Multi-threading means multiple threads can be executed by a single core and is achieved in two ways:

  • simultaneous / hyper-threading
  • temporal multi-threading

Simultaneous multi-threading (SMT)

In simultaneous multi-threading, instructions from more than one thread can be executed in any given pipeline stage at a time. The main additions to the processor architecture are the ability to fetch instructions from multiple threads in a cycle, and a larger register file to hold data from multiple threads.

The most notable implementations are:

  • Intel Hyper-Threading (HT), first introduced in 2002 in the Intel Pentium 4 and still used today, using two hardware threads per core
  • AMD SMT: introduced in 2017 with the AMD Ryzen processors (Zen microarchitecture)
  • IBM POWER Processors: implemented first in POWER5 in 2004, with two hardware threads per core, and then with up to 8 per core (POWER9 in 2017)
  • Sun Microsystems UltraSPARC T1: launched in 2005, up to four hardware threads per core

Temporal multi-threading

In coarse-grained temporal multi-threading the main processor pipeline contains a single thread at the time and the processor must effectively perform a rapid context switch or thread switch before executing a different thread.

Tip

In this case the multi-threading comes from the processor ability to switch threads quickly, often within few cycles, compared to 100+ cycles required in traditional architecture. This is achieved by having multiple thread states in hardware and avoiding the need to flush registers and restore them

In fine-grained or interleaved, the main processor pipeline may contain multiple threads, with context switches effectively occurring between pipe stages (e.g., in the barrel processor). This form of multi-threading can be more expensive than the coarse-grained forms because execution resources that span multiple pipe stages may have to deal with multiple threads.
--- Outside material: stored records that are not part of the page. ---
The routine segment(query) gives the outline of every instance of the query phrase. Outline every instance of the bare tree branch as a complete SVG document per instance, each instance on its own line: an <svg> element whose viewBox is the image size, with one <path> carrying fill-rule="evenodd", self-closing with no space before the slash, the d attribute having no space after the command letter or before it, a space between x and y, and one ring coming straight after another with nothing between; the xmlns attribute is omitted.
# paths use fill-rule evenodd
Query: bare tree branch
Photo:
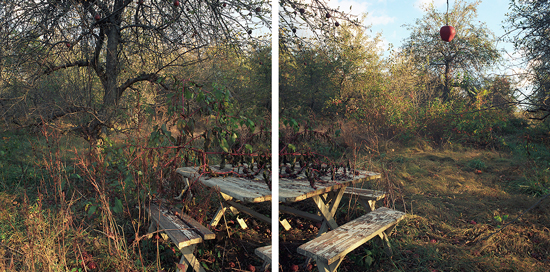
<svg viewBox="0 0 550 272"><path fill-rule="evenodd" d="M66 63L66 64L63 64L63 65L59 65L59 66L54 66L54 67L49 67L48 69L44 70L44 72L42 72L42 74L44 75L49 75L57 70L60 70L60 69L65 69L65 68L69 68L69 67L88 67L88 66L91 66L91 63L88 62L88 61L75 61L75 62L72 62L72 63Z"/></svg>

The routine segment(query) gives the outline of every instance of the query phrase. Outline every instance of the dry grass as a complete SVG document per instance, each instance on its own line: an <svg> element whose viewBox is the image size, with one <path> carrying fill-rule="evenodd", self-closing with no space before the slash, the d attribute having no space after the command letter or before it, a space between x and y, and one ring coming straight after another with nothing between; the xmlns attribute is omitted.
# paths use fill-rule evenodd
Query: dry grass
<svg viewBox="0 0 550 272"><path fill-rule="evenodd" d="M400 253L393 269L550 270L548 200L486 240L537 201L512 186L524 174L517 158L491 150L412 147L374 162L375 171L389 173L380 183L396 191L396 208L409 214L394 235ZM498 222L496 216L508 217ZM384 264L380 271L390 269Z"/></svg>

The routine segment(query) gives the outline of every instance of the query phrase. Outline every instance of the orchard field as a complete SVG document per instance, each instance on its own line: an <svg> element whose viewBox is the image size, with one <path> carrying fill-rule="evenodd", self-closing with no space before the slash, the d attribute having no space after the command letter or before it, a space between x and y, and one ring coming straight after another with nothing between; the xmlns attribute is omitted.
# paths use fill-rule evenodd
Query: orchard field
<svg viewBox="0 0 550 272"><path fill-rule="evenodd" d="M364 17L281 1L273 109L269 1L0 1L0 271L175 271L181 253L147 235L144 205L170 199L207 225L219 196L193 183L173 200L175 170L273 152L381 173L365 186L407 213L392 257L369 242L339 271L549 271L549 4L510 2L529 65L499 74L481 2L453 2L452 42L432 5L384 54ZM338 223L365 213L341 205ZM318 226L281 216L286 272ZM251 228L227 214L198 245L206 271L259 270L271 226L242 218Z"/></svg>

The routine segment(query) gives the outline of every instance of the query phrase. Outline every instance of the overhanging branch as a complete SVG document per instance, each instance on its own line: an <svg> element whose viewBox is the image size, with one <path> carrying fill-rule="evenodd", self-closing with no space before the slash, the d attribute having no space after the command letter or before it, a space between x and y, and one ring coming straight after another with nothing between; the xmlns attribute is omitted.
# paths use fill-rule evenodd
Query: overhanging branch
<svg viewBox="0 0 550 272"><path fill-rule="evenodd" d="M126 82L124 82L120 87L118 87L117 88L118 95L119 97L122 96L122 93L124 92L124 90L132 86L134 83L137 83L140 81L155 81L157 79L158 79L158 75L156 73L150 73L150 74L142 73L137 77L126 80Z"/></svg>
<svg viewBox="0 0 550 272"><path fill-rule="evenodd" d="M72 62L72 63L66 63L66 64L63 64L63 65L59 65L59 66L53 66L53 67L49 67L48 69L46 69L43 74L44 75L49 75L57 70L60 70L60 69L66 69L66 68L69 68L69 67L87 67L87 66L91 66L90 62L88 61L84 61L84 60L80 60L80 61L75 61L75 62Z"/></svg>

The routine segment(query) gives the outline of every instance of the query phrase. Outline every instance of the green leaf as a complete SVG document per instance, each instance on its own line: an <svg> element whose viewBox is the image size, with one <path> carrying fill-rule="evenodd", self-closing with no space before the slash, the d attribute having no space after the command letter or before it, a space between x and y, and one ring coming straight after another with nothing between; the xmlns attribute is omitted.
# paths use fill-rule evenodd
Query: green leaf
<svg viewBox="0 0 550 272"><path fill-rule="evenodd" d="M293 144L288 144L288 149L290 149L292 152L296 152L296 146Z"/></svg>
<svg viewBox="0 0 550 272"><path fill-rule="evenodd" d="M222 148L223 151L225 152L229 152L229 145L227 144L227 140L226 139L223 139L221 140L220 142L220 147Z"/></svg>
<svg viewBox="0 0 550 272"><path fill-rule="evenodd" d="M254 131L254 126L255 126L254 121L252 121L252 120L250 120L250 119L246 120L246 126L248 127L248 129L249 129L251 132Z"/></svg>
<svg viewBox="0 0 550 272"><path fill-rule="evenodd" d="M367 256L365 257L364 261L365 261L365 266L371 266L372 263L374 262L374 259L371 256Z"/></svg>
<svg viewBox="0 0 550 272"><path fill-rule="evenodd" d="M252 153L252 151L253 151L252 146L249 145L249 144L245 144L245 145L244 145L244 148L245 148L245 149L248 149L248 151L250 151L250 153Z"/></svg>
<svg viewBox="0 0 550 272"><path fill-rule="evenodd" d="M92 215L95 213L96 210L97 210L97 206L91 205L91 206L88 208L88 217L89 217L89 216L92 216Z"/></svg>
<svg viewBox="0 0 550 272"><path fill-rule="evenodd" d="M115 213L122 213L122 201L117 197L115 199L115 206L113 207L113 212Z"/></svg>

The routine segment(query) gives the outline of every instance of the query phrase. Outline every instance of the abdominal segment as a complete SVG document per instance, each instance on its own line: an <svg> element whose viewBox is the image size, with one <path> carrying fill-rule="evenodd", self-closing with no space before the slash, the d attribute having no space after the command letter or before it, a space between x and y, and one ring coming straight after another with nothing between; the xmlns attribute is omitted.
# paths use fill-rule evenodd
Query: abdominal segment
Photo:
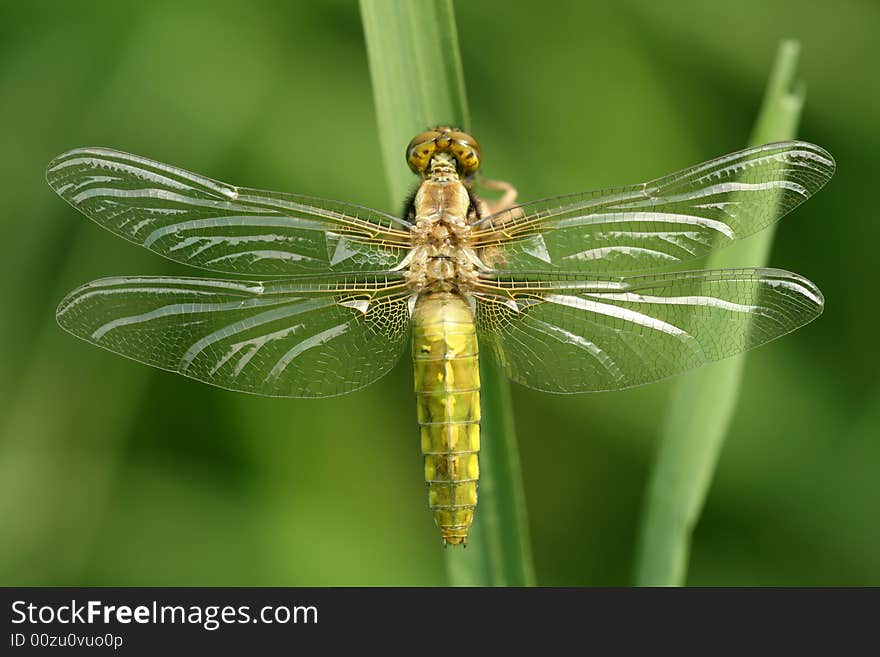
<svg viewBox="0 0 880 657"><path fill-rule="evenodd" d="M480 368L470 306L422 294L413 311L413 365L428 504L443 541L464 543L477 504Z"/></svg>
Examples of popular TMT implementations are:

  • Barrel Processors (Fine-Grained TMT): CDC 6600 Peripheral Processors (as early as 1964) which switched threads at every pipeline stage to hide memory latency and Sun Microsystems’ MAJC processor (1999)
  • Coarse-Grained TMT in GPUs: NVIDIA GPUs (starting in 2006) schedule different warps (groups of threads) when others stall, though their primary parallelism comes from SIMT (Single Instruction, Multiple Threads).
  • Cray XMT Supercomputers: Introduced in 2007, the Cray XMT implemented coarse-grained multi-threading to handle large-scale problems like graph traversal. The processor switched threads on memory latency to maximize pipeline utilization.